Arguments for Distributed Transactions

Currently, to achieve atomicity of transactions across microservices, synchronous distributed transaction (Some called it orchestration, typicaly in forms Saga, XA/2PC, AT, TCC, etc) are considered a bad idea and choreography (using CDC tools, like debezium to read logs or outbox pattern) should be used, as written here.

While this is mostly true, there are reasons why choreography is not always the best solution:

CDC, the main implementation of choreography pattern, also has caveats, as its prime feature is ONLY durability, as I argued here
Choreography patterns assume static configuration for transactions, while in reality there may be optional service.
Choreography also assumes the caller doesn’t need to know the result of the respondents.
It is hard to check the status of all transactions/propagations, especially with optional service used.

Case

It is taking an example of an OTA, which has the most visible, well-known needs for distributed transactions.

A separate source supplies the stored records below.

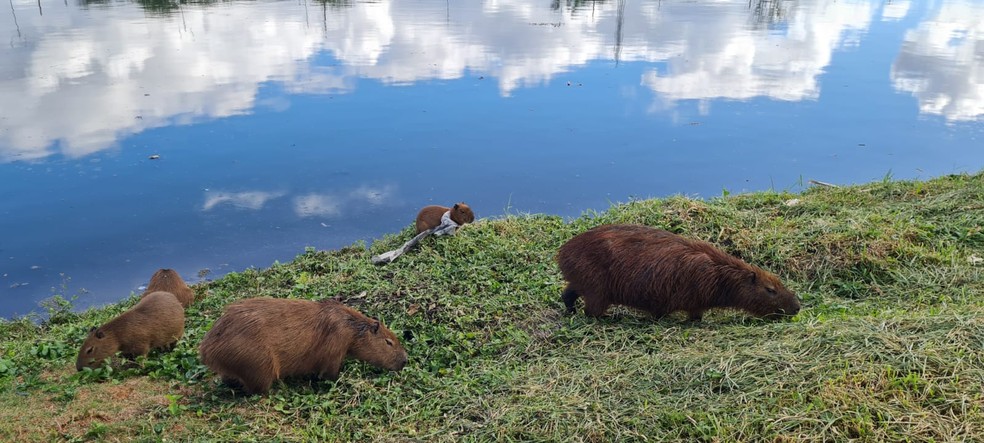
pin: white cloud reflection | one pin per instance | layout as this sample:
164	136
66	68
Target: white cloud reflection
942	62
83	79
332	205
254	200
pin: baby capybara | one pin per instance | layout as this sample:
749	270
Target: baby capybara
168	280
661	272
156	321
430	216
259	340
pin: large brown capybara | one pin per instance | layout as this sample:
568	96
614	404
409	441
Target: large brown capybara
168	280
430	216
661	273
259	340
156	321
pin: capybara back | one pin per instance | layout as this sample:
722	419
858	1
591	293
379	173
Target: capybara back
259	340
661	272
156	321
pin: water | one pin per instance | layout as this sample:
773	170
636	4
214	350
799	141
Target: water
280	125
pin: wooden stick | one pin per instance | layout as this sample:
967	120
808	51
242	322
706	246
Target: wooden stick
820	183
389	256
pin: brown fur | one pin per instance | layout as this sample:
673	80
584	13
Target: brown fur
259	340
168	280
430	216
156	321
661	272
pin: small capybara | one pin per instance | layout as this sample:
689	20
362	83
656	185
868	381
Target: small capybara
430	216
156	321
259	340
168	280
661	273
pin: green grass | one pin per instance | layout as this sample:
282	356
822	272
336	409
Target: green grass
889	345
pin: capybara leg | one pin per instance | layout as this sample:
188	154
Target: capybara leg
331	371
232	382
257	384
569	297
595	307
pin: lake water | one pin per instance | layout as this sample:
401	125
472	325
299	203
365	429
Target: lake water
280	125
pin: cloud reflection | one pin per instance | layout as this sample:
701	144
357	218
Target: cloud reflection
199	63
942	62
331	205
254	200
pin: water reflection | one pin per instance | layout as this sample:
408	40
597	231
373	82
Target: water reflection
191	63
942	62
282	125
254	200
739	63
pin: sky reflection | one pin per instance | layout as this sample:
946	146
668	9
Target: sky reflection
225	135
198	63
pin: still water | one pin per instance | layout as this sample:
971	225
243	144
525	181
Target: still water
280	125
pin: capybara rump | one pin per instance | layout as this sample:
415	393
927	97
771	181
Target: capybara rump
259	340
661	272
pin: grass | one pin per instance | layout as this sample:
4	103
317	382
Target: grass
889	345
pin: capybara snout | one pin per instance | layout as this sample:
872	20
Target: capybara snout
430	216
380	348
773	299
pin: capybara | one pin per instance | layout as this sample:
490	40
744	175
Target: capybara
430	216
168	280
156	321
259	340
661	273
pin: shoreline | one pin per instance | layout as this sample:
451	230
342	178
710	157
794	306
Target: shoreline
886	346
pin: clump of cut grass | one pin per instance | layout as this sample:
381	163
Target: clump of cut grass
889	345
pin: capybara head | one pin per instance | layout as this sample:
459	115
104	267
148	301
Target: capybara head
377	345
98	345
462	213
762	294
168	280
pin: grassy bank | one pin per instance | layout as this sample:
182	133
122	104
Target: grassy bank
889	345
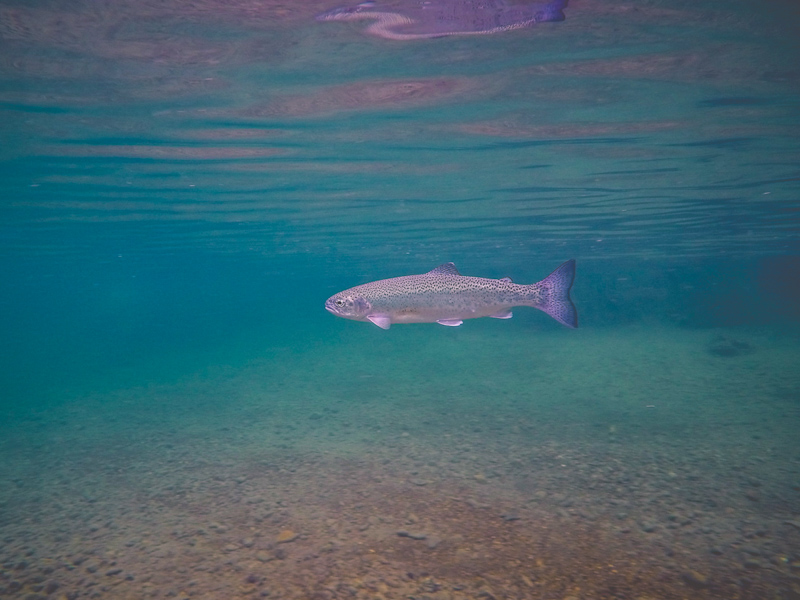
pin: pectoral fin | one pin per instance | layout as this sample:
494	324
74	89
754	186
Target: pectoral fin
505	314
382	321
450	322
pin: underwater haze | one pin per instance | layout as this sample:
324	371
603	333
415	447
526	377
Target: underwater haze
183	184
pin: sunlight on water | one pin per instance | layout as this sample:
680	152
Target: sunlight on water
185	183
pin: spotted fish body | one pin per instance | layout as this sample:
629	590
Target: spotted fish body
446	297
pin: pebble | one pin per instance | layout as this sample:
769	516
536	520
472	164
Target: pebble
286	536
412	535
264	556
695	579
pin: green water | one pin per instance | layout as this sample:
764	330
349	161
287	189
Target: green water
184	184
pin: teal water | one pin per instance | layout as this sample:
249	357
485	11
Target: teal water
183	186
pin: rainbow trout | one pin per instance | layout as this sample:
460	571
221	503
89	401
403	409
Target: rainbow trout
446	297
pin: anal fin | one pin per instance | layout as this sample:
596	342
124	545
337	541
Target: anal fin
503	314
382	321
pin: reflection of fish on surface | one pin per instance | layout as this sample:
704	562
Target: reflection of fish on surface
439	18
446	297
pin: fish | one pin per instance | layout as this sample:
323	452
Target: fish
446	297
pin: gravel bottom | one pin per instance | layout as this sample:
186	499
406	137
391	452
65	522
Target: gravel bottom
353	492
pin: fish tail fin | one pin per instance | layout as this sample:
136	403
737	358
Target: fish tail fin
551	295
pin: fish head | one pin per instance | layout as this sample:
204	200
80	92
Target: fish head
348	305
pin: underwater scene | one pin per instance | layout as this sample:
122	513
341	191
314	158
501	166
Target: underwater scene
400	300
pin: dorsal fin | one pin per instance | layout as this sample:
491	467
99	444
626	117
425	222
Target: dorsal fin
445	269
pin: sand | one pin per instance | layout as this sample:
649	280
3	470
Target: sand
439	463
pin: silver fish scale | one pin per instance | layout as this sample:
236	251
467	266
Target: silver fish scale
445	296
430	291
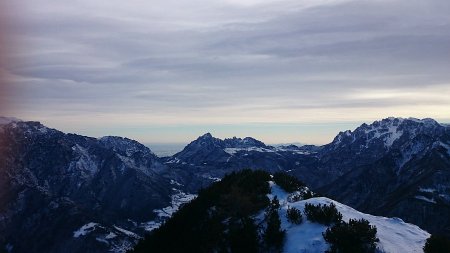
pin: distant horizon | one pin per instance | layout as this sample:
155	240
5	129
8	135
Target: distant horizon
276	70
257	131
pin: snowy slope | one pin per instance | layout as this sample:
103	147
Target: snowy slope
394	234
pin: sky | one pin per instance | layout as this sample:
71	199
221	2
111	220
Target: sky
278	70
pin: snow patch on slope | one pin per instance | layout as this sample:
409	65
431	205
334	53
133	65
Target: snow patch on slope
394	234
85	229
233	151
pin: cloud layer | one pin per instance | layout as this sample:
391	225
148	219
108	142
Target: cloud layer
141	63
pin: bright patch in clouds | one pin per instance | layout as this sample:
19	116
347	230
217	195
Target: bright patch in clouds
105	67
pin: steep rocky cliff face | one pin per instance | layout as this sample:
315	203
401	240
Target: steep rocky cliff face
394	167
52	184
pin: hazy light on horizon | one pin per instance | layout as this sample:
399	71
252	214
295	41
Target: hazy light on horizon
277	70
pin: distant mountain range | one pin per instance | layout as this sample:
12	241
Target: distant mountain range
70	193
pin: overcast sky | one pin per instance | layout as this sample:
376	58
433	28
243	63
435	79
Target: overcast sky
278	70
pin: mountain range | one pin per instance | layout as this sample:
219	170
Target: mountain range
59	189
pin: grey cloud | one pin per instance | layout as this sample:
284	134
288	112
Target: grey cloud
170	57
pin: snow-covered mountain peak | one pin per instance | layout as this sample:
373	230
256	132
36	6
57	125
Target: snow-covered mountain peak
387	131
7	120
247	142
124	145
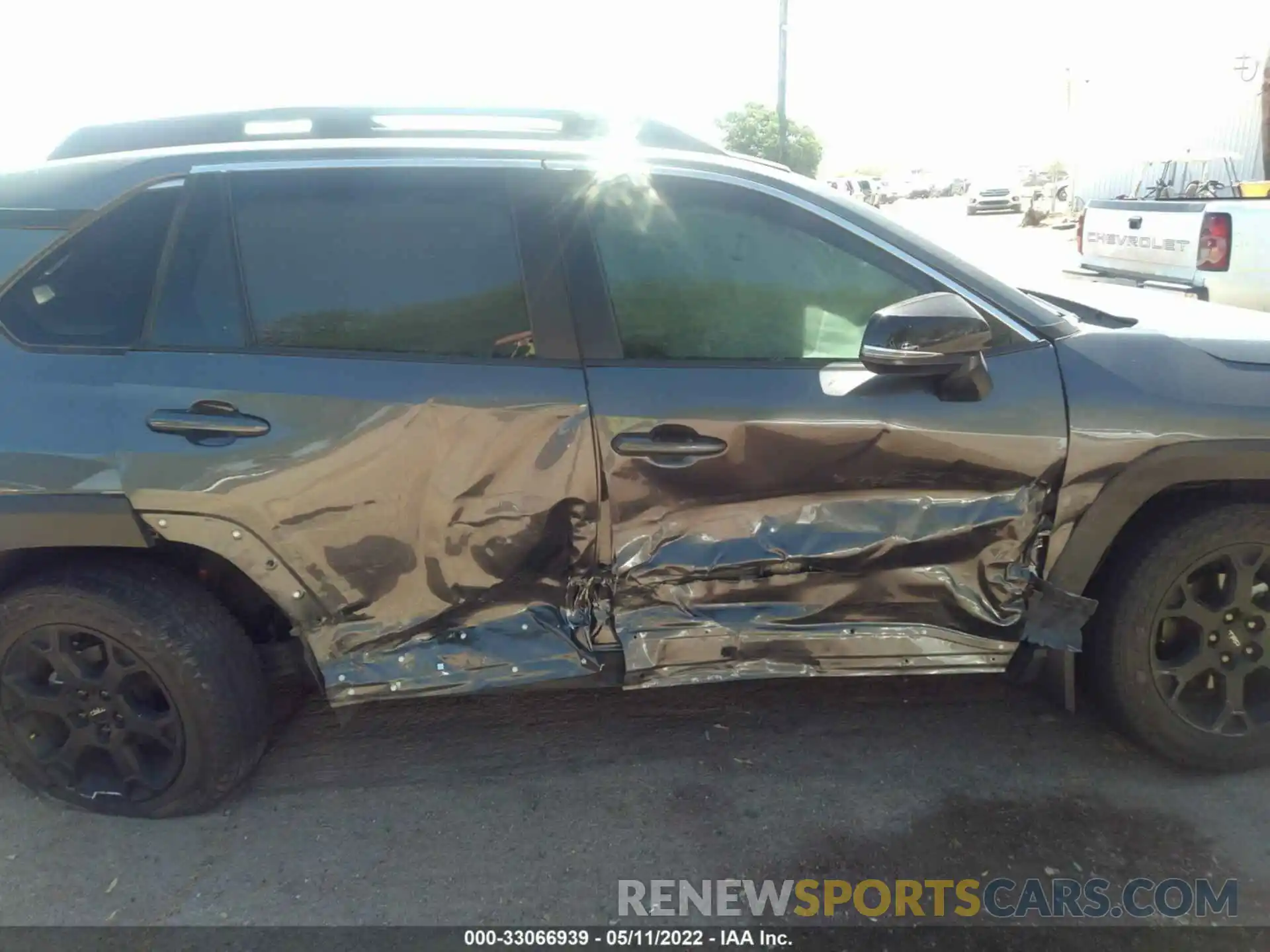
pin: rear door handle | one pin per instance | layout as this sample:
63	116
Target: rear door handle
668	442
207	418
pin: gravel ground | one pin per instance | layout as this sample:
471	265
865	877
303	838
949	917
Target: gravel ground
527	809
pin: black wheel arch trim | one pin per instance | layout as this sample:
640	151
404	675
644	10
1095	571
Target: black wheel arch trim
69	520
1154	473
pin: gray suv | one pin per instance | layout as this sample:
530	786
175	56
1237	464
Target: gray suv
431	401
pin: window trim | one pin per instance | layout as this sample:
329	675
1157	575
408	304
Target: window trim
597	328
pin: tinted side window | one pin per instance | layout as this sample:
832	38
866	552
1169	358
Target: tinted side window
386	260
19	245
702	270
95	290
200	302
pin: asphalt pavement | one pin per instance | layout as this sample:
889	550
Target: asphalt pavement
527	809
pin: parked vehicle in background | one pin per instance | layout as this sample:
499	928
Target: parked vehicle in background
1216	249
861	190
994	193
429	414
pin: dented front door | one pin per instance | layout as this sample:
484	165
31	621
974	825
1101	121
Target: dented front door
773	503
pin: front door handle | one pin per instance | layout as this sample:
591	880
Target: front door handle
668	442
207	418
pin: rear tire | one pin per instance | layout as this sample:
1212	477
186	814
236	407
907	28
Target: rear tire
128	690
1185	627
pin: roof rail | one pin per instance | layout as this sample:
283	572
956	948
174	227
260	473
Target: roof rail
360	122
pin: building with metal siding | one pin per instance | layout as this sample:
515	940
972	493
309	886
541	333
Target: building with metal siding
1123	116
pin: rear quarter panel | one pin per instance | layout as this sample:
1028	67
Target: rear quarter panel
1136	394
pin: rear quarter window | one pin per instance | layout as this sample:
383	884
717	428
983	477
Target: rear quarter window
19	245
95	288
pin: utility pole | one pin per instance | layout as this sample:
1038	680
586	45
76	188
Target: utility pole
781	124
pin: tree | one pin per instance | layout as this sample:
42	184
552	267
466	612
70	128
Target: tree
753	130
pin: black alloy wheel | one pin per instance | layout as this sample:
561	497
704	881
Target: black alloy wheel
1209	654
92	714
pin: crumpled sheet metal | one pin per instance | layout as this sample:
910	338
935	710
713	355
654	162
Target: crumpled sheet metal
919	565
728	645
530	647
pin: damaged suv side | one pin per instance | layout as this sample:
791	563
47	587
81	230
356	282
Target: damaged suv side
451	414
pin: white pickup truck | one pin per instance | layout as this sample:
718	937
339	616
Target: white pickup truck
1217	249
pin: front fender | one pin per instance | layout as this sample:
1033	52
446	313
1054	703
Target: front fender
1090	537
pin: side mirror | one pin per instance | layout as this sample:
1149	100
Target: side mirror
930	335
933	335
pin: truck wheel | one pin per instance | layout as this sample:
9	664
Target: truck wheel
126	688
1181	653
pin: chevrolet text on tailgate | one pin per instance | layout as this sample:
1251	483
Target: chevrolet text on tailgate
1217	249
399	413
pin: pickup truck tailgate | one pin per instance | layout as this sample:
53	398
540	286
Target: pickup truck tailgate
1160	239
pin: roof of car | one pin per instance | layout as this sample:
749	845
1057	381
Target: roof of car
97	164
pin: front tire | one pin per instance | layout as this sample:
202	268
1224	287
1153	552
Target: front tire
1181	654
127	690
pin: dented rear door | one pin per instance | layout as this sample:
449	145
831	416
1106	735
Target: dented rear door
774	508
360	386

Let’s say this big OTA has 6 kinds of different verticals, all separated into separate service: Flight, Accomodation, Train, Bus, Car renting, Attractions (amusement park, soccer matches, etc). Each of this vertical interfaces with both internal service (such as recommendation based on user id), and possibly many 3rd party partners (usually to share resource with other OTAs). Beside that, it also has typical service, such as user service (for metadata), fraud detection service, reward service for frequest customer, payment service, and insurance service. Insurance itself usually are different for one vertical to the others.

The 1st case

A couple of newlyweds wanna do their honeymoon by watching the final or world cup. They decided to use the big OTA’s trip planner feature, as budget is not a problem. Their requirements:

To get ticket for the final match, possibly on lower seats so can watch closer.
They also want to have time for sightseeing before and after the match, so add additional 3 days to both, a total of 7 days.
They need flight tickets to go.
They gonna need car to sightseeing there.
They also need a hotel to stay. They prefer those with closer to the match, and has rating 4 or 5.
Additionally, they also want to go to few tourism spots, such as mountain, beach, etc.
For the flight, match, and hotel, they decided to add insurance. But not for car renting and tourism spots, they decided not to use insurance, as they can use uber there and go to another tourism spots in case something happens with their appointments.

The 2nd case

An executive need to travel to give talks. His secretary decided to schedule all the needs with the same OTA as the 1st case. Their requirements:

The executive gonna need a flight ticket and back.
The executive need a hotel for 3 days and 2 night.
He also need a car rent, to go from airport to hotel and vice-versa.
Due to the company being a frequent customer, it can use specific discount for overall trip.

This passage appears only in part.